Making the ruling in the case in which Chilumpha was challenging government for blocking his trip abroad, Judge Mclean Kamwambe said the court was not satisfied with the reasons the vice president, who is on bail on treason charges, gave to travel outside.
“The state has convinced the court that it would not be in the interest of justice to let the applicant travel abroad...The court’s order permitting the applicant to travel abroad is hereby set aside or revoked,” said Kamwambe.
Reading the 30-page ruling which took about an hour, Kamwambe said the applicant failed to justify why his ailments could not be treated in South Africa.
“[The medical report] only shows that [Queen Elizabeth Central Hospital’s director Dr. Ibrahim Idana] examined the applicant and prescribed medication. There is no proof of history of the applicant’s illness which could justify that treatment in Malawi has failed and that there is urgent need of treatment abroad.

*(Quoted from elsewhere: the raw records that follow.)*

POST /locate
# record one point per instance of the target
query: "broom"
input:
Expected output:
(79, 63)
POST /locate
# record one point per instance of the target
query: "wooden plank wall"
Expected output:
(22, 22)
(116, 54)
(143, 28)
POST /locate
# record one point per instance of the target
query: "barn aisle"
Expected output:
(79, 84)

There is also no evidence of deteriorating condition of the applicant’s health.
“There is no record of admission [of the applicant] to any local hospital, no evidence of the prescriptions he was given at any other time or the pharmacy from which he obtained any medicine.

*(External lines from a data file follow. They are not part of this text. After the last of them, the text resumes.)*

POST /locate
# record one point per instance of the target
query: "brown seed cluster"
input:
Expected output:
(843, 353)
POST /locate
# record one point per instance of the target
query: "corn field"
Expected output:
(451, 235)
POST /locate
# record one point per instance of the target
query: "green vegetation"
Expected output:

“Dr. Idana is not a specialist and he cannot, on his own, make final recommendations of the applicant going abroad,” said the judge, adding that the state was ready to commence trial on the treason case.

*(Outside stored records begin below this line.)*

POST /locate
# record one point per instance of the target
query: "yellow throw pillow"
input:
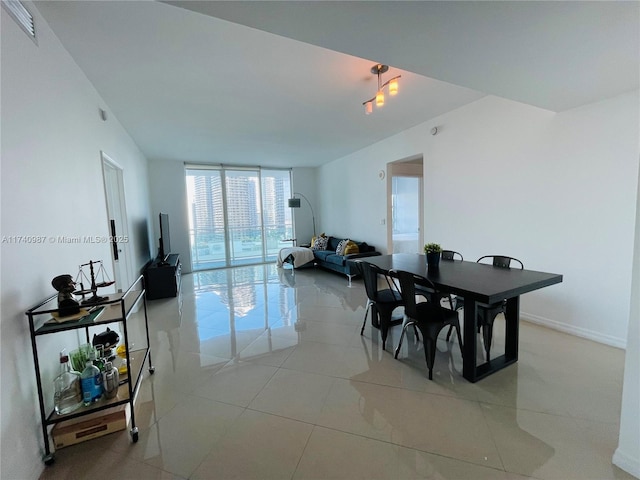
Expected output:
(351, 248)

Kamwambe pointed out that the court was not justified to give permission to the applicant despite the varied bail conditions, which stated that he would be required to seek permission from a High Court judge unlike the earlier condition that required him to seek permission from the President.
“The court was not justified to grant him permission. The requirement on [the changed bail conditions] was not complied to because the applicant did not give the specific date of return,” said Kamwambe on the permission granted by Justice Healey Potani.
Kamwambe further said the evasive conduct in which Chilumpha handled fresh interrogations by the state in the treason case was “questionable, suspicious and lacking in good faith” because he kept changing reasons on why he could not attend to the interrogations in good time and that it was around the same time that he obtained the permission to travel abroad for medical treatment.
Chilumpha’s lawyer, Innocent Kalua, said he would not immediately say what his client would do after the ruling.
“I have to consult. I can’t make a decision immediately,” he said.
The state was represented by lawyer Mphatso Kachule.
Chilumpha obtained an order from the court early December to travel abroad to seek medical attention on several ailments but was stopped by government which obtained an injunction stopping him from travelling.
Idana issued a medical report in regard to the VP’s health and recommended that he gets medical attention in the UK.